Archbishop's address at
Annual RUC George Cross Service
7 June 2015

 

The Most Revd Dr Richard Clarke, Archbishop of Armagh and Primate of All Ireland, gave the address at the annual RUC George Cross Day church service held on Sunday 7th June 2015, at St Mark’s Parish Church, Newtownards.

Archbishop Clarke drew inspiration from the inscription over the great central entrance at Milan Cathedral which reads, ‘That only is important which is eternal’. He said: ‘In the context of the Christian Gospel, this is precisely what our service today is about … Now, death, pain, injury (whether physical or psychological), bereavement, mutilation are all realities – terrible realities, and brutal realities that we should never ever seek to diminish or to trivialise. But our worship here today reminds us powerfully and movingly that the call of duty and service may enable men and women to transcend those cruel certainties in the name of what they can understand as a more complete reality and of greater importance – service for the good of others. And this is precisely where the award of the George Cross to the Royal Ulster Constabulary in 1999 comes in – the vision of a greater reality, above and beyond self-protection, and even self- preservation.’

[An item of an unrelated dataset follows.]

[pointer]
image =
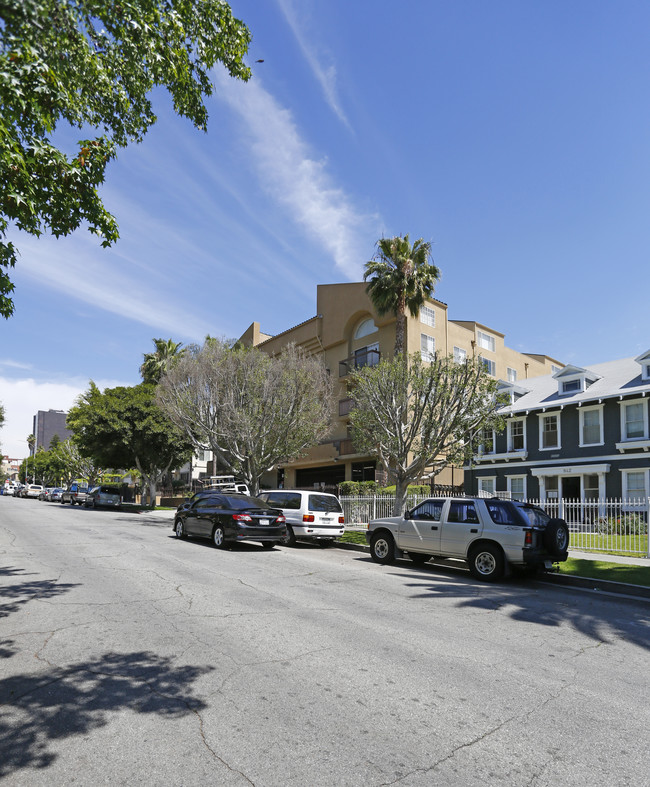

The Archbishop went on to say: ‘And so the Christian Gospel tells us that everything we do on earth must be put into a setting beyond our own comfort, our own safety or pleasure in this life. Everything you and I do must instead be placed in the context of an eternity – eternal values in this life as well as an eternity beyond this life – to which God is calling each one of us. This is the thing of final and ultimate importance.’ He continued, ‘The values of eternity are seen in our service of others, the values of the Gospel’.

Further extracts:

Archbishop Clarke, drawing upon the reflections of the English writer Francis Spufford, also commented on the misleading idea that a life without God is a happier life. He said: ‘A few years ago, a celebrated advertisement appeared on London buses, paid for by enthusiastic atheists. It read simply, “There’s probably no God. Now, stop worrying and enjoy your life.” As an interesting English writer Francis Spufford noticed – I cannot claim that I spotted it for myself! – this advertisement was exceptionally clever but it was also very devious, because its real message was not whether or not there was a God – the message was that if you can just get God off the scene, you will be able to enjoy your life more fully; you can actually enjoy life for a change. This was a crafty suggestion, but utterly misleading, and deeply dishonest.

‘First of all, it is suggesting that to believe in God is to give up on enjoyment in life. And it is also suggesting that the only real barrier to happiness is God. But God is not against human happiness and enjoyment, far from it … in addition, there is as much real and objective distress, hurt, pain and misery in this world, among those who do not have a faith dimension within them, as among those who do.  Living without God does not bring additional pleasure.

‘All that we as Christians can say is that there is within the total experience of life, the joys and pleasures but also the distresses, the difficulties and – as we are indeed celebrating today – the calls and demands of duty and of conscience that can lead people of courage into danger and even death – there is, if we have the eyes to see it, an understanding of life that goes beyond the purely human. This is the dimension of God, the dimension of eternity. An eternity that is not simply a destination at the end of earthly life (although it is also that), but eternal life that is a way of living, a way of trusting, and a way of following – a quality of life, a dimension of life, that is eternal life here and now.’